Fingerprint-Protected USB Sticks Cracked

juct writes "Manufacturers of USB sticks and cards with fingerprint readers promise us that their data safes can only be opened with the right fingerprint. In their tests, heise Security found that it is easy to bypass the authentication and get access to the protected data. This works by sending a single USB command, using the open source tool PLscsi, that changes the accessible partition. They found the vulnerability in several USB sticks that use the same chipset. The article concludes: 'The fingerprint sensors in the products mentioned above apparently only serve one purpose: they mislead interested buyers. They do not provide any significant level of protection. We can only recommend that these products not be purchased.'"

Fingerprint scanners suck.

[SatanicPuppy]

I've never seen a fingerprint system that was worth a damn...I was doing consulting at a company a few years back that had the "pad style" thumb readers (rather than the little scanners that are more popular now), and I "hacked" one of them for the company director by taking a deep breath and breathing on it. Warm breath condenses on the previous fingerprint and heats up the temperature sensor, and voila.

Now I had garlic pizza for lunch, so there is more than one reason that would have worked, but the fact that it did work was more than enough to convince me of the worthlessness of the tech. They had a Mythbusters episode a while back where they were fooling fingerprint readers with xeroxes and rubber casts; again, a huge glaring flaw.

At this point, security is still about passwords. I haven't seen any consumer grade biometric I'd trust with my MySpace profile (if I ever make one), more less anything sensitive.

Re:Fingerprint scanners suck.

[tepples]

On the other hand, if you use the fingerprint as an encryption key for the data, it does help. It means that an attacker has to know the fingerprint. I assume that you're talking about treating a hash of a fingerprint scan as an encryption key. But no two scans of one fingerprint are identical pixel for pixel. If you scan one thumb ten times, you get ten different hashes. Therefore, software that compares fingerprints must use some sort of fuzzy matching. What algorithm would you suggest using to turn 100 different scans of the same thumb into the same key every time?

Re:Fingerprint scanners suck.

[sqldr]

Glad you were able to hack it. I had problems with fingerprint readers for exactly the opposite reason. I could never get into the data centre. Each time, I would have my print rescanned, and it would work for about 5 minutes, until the following week, possibly due to the fact that I was destroying my fingers with regular guitar playing at the time, it couldn't recognise me.

Re:Fingerprint scanners suck.

[dbrez8]

mpapet is correct. I work on the development team of a company that manufactures Biometric USB drives. there are many many low-end drives on the market that, as this article states, are not secure at all. You can use the attack they speak of or attack the flash chip directly in most cases. There are a few quality products on the market, including our own, that do use strong security principals to make sure attacks like these are not possible. To say that these issues effect all biometric USB devices, and that they should not be used, is simply false.

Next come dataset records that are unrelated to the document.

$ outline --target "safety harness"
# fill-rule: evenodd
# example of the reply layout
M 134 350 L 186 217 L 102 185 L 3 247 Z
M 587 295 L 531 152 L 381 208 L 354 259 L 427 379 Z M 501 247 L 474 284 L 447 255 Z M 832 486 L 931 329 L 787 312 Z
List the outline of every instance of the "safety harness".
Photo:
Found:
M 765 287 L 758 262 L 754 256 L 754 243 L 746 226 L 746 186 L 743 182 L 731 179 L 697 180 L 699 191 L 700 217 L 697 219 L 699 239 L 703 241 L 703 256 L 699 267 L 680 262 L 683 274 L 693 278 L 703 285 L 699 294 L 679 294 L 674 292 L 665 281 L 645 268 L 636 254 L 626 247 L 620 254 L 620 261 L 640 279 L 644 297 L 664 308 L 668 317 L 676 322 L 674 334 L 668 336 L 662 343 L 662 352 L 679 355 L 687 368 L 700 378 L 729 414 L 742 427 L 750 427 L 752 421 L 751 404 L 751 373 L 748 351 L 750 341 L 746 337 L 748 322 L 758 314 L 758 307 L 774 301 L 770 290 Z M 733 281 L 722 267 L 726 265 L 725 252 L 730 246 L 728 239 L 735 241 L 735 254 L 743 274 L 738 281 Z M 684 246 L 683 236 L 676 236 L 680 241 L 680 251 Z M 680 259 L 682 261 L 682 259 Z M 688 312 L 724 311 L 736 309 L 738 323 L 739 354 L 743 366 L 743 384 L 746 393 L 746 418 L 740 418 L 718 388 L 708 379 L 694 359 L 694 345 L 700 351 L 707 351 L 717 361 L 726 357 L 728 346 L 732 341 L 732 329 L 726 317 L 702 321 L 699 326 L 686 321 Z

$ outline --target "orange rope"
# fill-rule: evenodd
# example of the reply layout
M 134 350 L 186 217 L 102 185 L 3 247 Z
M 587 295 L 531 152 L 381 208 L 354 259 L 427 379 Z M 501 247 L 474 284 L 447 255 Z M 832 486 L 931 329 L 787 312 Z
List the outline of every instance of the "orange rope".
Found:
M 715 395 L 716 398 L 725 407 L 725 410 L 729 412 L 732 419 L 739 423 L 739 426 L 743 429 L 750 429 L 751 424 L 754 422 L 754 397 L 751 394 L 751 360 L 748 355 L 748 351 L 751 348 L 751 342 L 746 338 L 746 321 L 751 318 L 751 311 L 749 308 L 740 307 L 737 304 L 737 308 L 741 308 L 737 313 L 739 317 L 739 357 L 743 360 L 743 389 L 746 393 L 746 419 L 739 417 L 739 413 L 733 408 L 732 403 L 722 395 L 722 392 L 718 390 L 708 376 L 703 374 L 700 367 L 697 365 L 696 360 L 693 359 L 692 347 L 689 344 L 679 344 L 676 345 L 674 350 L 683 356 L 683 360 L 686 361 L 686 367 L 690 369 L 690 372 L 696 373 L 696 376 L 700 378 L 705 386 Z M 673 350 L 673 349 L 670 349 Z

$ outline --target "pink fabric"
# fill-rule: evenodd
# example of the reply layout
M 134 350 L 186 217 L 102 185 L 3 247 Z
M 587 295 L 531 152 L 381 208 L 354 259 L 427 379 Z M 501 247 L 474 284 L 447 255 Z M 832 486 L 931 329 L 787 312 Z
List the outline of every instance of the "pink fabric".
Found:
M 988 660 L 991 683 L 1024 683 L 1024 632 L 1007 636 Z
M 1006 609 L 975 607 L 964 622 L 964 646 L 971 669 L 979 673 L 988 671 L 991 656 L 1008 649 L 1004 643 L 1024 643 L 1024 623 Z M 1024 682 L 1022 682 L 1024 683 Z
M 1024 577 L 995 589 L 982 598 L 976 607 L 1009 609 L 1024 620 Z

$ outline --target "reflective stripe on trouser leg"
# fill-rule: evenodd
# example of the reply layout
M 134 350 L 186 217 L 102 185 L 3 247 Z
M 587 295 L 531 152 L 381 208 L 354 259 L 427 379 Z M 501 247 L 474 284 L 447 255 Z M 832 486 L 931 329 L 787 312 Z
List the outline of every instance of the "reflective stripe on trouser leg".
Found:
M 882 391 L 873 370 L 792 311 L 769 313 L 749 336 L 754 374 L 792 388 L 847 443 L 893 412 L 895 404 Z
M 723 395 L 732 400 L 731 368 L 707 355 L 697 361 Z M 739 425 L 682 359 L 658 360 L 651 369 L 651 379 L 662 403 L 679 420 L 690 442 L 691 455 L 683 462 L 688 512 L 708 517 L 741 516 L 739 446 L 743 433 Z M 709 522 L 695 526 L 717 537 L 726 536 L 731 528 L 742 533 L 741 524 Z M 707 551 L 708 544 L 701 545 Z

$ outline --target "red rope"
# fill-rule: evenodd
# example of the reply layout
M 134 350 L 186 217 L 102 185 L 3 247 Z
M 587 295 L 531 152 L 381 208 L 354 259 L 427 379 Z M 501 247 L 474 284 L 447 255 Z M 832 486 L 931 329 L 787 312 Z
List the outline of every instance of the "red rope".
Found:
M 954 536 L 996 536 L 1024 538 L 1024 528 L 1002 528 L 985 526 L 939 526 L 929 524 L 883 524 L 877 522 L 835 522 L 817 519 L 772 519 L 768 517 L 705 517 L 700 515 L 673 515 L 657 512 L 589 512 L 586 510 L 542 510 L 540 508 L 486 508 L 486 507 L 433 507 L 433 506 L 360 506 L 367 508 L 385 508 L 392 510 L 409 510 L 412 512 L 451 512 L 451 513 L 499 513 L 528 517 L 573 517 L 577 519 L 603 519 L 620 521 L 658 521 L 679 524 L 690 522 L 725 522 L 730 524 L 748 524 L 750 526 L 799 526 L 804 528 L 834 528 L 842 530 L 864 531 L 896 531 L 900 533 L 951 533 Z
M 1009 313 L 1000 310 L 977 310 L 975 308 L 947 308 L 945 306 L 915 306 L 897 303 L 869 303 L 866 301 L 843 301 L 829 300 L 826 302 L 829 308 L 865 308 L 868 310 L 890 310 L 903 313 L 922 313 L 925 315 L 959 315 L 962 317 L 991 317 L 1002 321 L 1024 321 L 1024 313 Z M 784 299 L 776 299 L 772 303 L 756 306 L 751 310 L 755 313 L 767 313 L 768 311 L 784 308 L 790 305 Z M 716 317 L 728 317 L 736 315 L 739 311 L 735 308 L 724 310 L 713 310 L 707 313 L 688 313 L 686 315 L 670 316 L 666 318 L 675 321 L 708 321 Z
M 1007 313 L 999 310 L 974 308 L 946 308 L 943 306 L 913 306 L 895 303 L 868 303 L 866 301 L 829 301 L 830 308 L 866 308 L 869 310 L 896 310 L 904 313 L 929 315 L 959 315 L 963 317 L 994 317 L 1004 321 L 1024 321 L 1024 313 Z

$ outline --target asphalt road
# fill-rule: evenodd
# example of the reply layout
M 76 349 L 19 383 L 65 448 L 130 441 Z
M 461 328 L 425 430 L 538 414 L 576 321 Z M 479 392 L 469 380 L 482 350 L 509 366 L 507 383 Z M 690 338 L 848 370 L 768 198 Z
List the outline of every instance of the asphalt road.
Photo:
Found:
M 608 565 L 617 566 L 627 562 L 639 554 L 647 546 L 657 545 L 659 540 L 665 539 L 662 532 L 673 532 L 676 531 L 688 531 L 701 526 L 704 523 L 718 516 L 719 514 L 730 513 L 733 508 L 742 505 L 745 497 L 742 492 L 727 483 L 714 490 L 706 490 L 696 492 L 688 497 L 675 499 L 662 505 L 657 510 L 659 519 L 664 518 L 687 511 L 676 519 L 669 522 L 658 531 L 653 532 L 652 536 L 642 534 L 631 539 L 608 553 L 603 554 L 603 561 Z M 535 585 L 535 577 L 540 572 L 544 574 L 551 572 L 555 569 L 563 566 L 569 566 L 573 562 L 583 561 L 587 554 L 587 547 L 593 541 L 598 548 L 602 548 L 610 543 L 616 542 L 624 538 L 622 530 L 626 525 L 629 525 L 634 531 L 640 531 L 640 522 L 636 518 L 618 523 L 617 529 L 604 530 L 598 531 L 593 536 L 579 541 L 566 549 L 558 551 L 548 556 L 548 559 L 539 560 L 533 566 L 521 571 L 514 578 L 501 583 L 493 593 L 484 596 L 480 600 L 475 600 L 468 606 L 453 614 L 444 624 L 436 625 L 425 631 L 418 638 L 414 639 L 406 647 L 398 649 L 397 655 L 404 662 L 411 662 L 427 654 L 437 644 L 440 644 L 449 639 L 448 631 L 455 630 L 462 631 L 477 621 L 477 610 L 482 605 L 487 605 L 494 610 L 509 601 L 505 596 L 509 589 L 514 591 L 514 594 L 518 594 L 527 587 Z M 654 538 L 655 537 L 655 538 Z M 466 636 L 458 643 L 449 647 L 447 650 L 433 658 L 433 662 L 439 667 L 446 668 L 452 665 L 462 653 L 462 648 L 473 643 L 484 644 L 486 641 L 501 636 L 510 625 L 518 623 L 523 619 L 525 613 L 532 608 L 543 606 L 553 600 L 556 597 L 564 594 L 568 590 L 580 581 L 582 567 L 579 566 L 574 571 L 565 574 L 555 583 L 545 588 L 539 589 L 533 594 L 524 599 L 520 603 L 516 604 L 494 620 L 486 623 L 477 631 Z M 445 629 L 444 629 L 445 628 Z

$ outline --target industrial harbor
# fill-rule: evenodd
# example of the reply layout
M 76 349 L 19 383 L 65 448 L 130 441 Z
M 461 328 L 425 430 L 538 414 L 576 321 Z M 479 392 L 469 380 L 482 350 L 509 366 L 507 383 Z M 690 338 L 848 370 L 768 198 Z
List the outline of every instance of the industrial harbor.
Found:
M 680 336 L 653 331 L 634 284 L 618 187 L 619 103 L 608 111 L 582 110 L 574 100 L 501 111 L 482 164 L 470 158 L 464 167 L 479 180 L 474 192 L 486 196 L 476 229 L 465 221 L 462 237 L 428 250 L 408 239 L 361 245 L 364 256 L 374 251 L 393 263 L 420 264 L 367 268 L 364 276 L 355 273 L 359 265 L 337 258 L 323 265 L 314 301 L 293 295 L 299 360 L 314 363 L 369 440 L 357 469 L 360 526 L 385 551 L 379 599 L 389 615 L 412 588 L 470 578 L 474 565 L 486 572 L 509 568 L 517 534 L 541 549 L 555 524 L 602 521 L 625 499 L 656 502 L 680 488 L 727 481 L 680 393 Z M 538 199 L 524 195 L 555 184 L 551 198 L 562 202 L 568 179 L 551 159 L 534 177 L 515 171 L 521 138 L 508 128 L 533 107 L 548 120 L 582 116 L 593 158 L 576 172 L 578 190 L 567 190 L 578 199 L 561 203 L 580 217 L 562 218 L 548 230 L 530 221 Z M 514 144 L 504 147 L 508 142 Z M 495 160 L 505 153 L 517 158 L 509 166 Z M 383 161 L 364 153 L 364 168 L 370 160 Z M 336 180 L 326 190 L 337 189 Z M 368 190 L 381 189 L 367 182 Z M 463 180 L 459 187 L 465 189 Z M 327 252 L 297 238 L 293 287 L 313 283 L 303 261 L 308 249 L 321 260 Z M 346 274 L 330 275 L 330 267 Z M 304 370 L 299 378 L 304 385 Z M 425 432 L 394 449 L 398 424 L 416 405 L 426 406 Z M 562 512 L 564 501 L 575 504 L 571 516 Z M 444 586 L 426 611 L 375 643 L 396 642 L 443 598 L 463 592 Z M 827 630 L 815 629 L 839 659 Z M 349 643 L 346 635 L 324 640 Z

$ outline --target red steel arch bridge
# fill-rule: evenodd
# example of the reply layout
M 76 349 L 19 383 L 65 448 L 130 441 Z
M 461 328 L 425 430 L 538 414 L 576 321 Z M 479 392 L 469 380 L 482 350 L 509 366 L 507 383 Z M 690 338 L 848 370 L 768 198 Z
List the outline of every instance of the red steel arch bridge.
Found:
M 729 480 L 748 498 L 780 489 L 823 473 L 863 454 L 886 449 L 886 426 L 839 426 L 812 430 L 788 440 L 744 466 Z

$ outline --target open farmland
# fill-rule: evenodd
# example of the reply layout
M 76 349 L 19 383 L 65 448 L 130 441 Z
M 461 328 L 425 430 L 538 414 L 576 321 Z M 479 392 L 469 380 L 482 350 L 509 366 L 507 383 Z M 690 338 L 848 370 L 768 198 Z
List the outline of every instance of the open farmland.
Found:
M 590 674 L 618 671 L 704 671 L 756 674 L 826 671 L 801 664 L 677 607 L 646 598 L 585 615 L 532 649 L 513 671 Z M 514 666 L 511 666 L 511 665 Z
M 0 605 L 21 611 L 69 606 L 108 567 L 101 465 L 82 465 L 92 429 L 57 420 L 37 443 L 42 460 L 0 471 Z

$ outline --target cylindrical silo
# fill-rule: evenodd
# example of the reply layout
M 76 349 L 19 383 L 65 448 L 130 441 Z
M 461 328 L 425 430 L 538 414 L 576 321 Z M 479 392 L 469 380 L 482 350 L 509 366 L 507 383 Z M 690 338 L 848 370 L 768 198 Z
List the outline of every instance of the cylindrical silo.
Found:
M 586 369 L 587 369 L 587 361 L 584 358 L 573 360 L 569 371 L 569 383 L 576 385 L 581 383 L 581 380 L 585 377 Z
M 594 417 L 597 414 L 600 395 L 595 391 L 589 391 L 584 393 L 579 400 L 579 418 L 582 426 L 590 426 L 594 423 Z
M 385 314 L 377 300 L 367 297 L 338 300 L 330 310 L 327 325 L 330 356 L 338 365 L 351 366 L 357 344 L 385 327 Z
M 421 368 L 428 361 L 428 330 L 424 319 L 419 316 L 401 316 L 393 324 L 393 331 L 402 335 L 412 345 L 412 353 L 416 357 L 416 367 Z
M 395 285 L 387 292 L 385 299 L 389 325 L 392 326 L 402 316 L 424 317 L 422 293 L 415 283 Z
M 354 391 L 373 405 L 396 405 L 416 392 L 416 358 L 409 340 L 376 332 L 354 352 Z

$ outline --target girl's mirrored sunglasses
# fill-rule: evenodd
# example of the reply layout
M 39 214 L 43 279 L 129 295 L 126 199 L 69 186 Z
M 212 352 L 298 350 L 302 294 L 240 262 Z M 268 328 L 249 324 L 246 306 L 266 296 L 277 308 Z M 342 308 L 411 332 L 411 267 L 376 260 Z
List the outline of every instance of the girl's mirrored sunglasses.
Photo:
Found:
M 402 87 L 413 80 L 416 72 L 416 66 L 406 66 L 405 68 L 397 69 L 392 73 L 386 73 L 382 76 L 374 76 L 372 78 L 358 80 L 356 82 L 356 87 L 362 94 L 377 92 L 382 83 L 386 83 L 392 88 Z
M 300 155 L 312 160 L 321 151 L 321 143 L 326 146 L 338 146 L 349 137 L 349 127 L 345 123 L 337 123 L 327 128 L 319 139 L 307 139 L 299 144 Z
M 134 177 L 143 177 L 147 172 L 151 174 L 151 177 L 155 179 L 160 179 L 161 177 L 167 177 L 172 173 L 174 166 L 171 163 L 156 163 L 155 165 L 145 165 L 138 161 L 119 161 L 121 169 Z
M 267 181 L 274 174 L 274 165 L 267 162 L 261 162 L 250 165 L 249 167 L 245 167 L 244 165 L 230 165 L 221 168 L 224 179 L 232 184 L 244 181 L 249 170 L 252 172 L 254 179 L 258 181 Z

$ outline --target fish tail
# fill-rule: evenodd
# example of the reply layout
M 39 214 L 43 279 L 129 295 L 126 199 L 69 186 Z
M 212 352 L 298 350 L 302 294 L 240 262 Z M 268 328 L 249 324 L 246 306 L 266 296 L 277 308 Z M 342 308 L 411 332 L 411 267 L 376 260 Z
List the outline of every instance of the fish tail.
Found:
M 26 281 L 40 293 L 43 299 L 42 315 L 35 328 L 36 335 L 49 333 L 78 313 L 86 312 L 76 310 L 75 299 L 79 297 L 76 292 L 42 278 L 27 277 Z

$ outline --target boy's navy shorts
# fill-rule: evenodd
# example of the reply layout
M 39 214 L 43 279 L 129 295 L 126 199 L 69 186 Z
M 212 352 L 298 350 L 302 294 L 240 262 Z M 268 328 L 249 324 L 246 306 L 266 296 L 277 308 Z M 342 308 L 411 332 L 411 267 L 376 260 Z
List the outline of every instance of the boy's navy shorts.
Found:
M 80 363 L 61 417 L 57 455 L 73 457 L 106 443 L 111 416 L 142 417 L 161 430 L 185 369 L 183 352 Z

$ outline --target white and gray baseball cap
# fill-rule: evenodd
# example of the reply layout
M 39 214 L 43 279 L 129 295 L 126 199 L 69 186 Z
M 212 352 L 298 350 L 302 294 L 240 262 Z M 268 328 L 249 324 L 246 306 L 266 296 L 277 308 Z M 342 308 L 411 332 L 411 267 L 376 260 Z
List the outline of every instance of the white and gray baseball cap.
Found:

Re:Fingerprint scanners suck.

[AncientPC]

Malaysia car thieves steal finger

Damned With Faint Praise?

[Jeremiah+Cornelius]

"They do not provide any significant level of protection. We can only recommend that these products not be purchased."

You seldom get such unflinching prose in a review.

LOLOL pwned!

[TripMaster+Monkey]

And my boss has been pushing to get these deployed at our company, for the sake of security. I'm sending him this article right now.

Thanks once again, Slashdot, for making it possible for me to project the impression that I'm doing my job. ^_^

More snake oil security

[Idaho]

This is not the first USB-stick sold for a high price (typically 10 times the price of a normal USB stick of the same size) that doesn't actually add any security whatsoever.

Here is an article by a dutch website (the article is in english though) that does a thorough job (technical details included) of debunking a similar product.

Meanwhile, the scary thing is that government and military organizations are reported to have been actually using such products...

Re:Hardware-based security is often vulnerable

[Lumpy]

Exactly. I saw a "secure" version of that. that potted the whole device in epoxy. I returned the unit to the salesman with all the epoxy removed and a CD of the contents of the drive and said. "I would not trust that for any security."

Granted It helps I made my way through college modding VideoCipher II boards back in the 80's so epoxy potting removal is incredibly easy to me.

The ONLY way to make these toys secure is custom chipsets. power up chipset and then only decrypt the contents of the flash after the 12 digit key was entered on the little pin pad. But nobody is going to make that.

Oh no! Not fingerprint "security"

[pesc]

When will fingerprint "security" die?

Obligatory links:

http://www.theregister.co.uk/2002/05/16/gummi_bears_defeat_fingerprint_sensors/
http://www.schneier.com/crypto-gram-9808.html#biometrics

It's important to understand that your fingerprints aren't secrets. You put them on thousands of objects every day. You can't create any security based on fingerprints unless you can assure that the reading device isn't tampered with. By placing a guard (a person) there or something.